As a result of yet another petition to the governor-general two questions were referred to the Court of Appeal in December 1975, for the court’s opinion. Those questions were:
1. Has it been established by the petitioner that neither of the bullets of which fragments were found in the bodies of David Harvey Crewe and Jeannette Lenore Crewe could have been assembled with the cartridge case identified as exhibit number 350 in the course of the manufacture of a .22 rimfire round of ammunition?
2. If it is so established is such a finding inconsistent with the verdict of guilty, on both counts of murder, returned by the jury on the sixteenth day of April 1973 at the trial of Arthur Allan Thomas?
Five judges considered the evidence pertaining to the first question. Three of them, Chief Justice Sir Richard Wild, Mr Justice McCarthy and Mr Justice Richmond were the same men who had ordered a new trial and had subsequently rejected the second appeal. In view of this two other judges were added to the court: Mr Justice Macarthur and Mr Justice McMullin. This brought the total of judges who had direct involvement with the Thomas case to eleven.
During the nine-day hearing the court heard evidence from a variety of experts. The whole process of cartridge case manufacture was explored in great depth. While the defence sought to demonstrate that the combination of Charles cartridge case with pattern 8 bullets had never existed, the Crown sought to establish that they had. Clearly the two points of view and the evidence called by either side were not reconcilable.
One of the weapons in the Crown’s armoury was a bullet called 1964/2. Dr Donald Nelson had found this in his DSIR collection. He contended that he had obtained it from the Colonial Ammunition Company at some time between 24 January 1964 and 6 February 1964. It was also his contention that the cartridge case of this bullet was identical to the Charles case and although the bullet did not have a figure 8 on its base it was the Crown’s view that the presence in New Zealand of such a case at such a time proved that cases identical to the Charles case could have been loaded with pattern 8 bullets. It was an attractive theory but the weight of evidence against such a view effectively demolished it. It was established that the cartridge case of 1964/2 was of a type using a wet priming method not used by the company before October 1965, at which date pattern 8 bullets had not been used for two years. What had been hailed by the Minister of Justice as a ‘miraculous discovery’ when Nelson had produced it in 1973, was dismissed by the five judges with: ‘We have not been able to derive any assistance from Exhibit 1964/2.’
For the first and only time the curious events that had occurred on the final day of evidence in the second trial were subjected to judicial scrutiny. Had Dr Sprott made a mistake in his measurements of the imprints on the bases of the Charles and the Keith cartridges? Or had an error been made by Dr Nelson?

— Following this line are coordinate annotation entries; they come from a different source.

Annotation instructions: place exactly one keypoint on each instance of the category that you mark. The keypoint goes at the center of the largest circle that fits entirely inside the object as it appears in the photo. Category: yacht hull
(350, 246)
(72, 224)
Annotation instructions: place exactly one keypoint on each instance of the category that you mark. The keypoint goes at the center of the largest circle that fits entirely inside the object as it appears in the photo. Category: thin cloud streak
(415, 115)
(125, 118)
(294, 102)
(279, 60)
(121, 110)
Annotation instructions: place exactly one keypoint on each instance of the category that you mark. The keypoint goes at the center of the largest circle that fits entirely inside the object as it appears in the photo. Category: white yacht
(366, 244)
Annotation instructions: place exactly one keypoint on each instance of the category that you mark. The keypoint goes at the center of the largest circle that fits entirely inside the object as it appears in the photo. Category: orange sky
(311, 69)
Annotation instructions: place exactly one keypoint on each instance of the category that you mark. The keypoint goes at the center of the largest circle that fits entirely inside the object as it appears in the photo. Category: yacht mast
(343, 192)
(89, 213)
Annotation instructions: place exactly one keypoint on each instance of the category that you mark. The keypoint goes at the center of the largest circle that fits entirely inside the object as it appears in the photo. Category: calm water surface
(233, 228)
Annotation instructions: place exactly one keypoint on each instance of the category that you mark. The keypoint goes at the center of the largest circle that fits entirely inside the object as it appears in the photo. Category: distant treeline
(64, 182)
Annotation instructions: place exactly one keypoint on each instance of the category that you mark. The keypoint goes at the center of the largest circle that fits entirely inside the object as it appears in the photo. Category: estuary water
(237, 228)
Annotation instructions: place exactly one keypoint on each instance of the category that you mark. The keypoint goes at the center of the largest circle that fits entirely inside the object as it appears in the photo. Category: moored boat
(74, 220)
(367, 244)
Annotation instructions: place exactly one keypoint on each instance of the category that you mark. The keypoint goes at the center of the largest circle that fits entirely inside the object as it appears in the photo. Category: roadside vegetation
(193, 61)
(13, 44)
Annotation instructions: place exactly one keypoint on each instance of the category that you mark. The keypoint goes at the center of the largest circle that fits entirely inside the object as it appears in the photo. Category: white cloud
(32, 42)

The alleged dumping by the police of both cartridges to a certain degree moved the discussion on those two questions to an academic level. Although photographs of the base of the Charles case exist no-one ever saw fit to photograph the Keith case, not even after it became such a contentious issue in the final stages of the second trial. That omission is an indictment of forensic science as is the shambles that passed for ‘expert’ testimony in the closing stages of the second trial. Dr Sprott’s vital evidence and the manner in which it was presented is a further indictment, not only of forensic science but of the defence. Perry Mason tactics might be fine for the television; they have no place in a courtroom when a man is on trial and a life sentence is hanging over him. While the Crown and the defence and their respective experts played an ego game of one-upmanship the farmer from Pukekawa sat forgotten in the dock, the vortex in the whirlpool that swirled around him.
The events in the final days during which evidence was called in the second trial hold the key to much of the puzzle of this case. Two facts shine out like a beacon in the controversy over the Keith and the Charles cartridge cases: the cartridge case that Dr Sprott examined on the assumption that it was the Keith case was not the Keith case. The cartridge case that Dr Nelson subsequently examined on the assumption that it was the Keith case was not the Keith case.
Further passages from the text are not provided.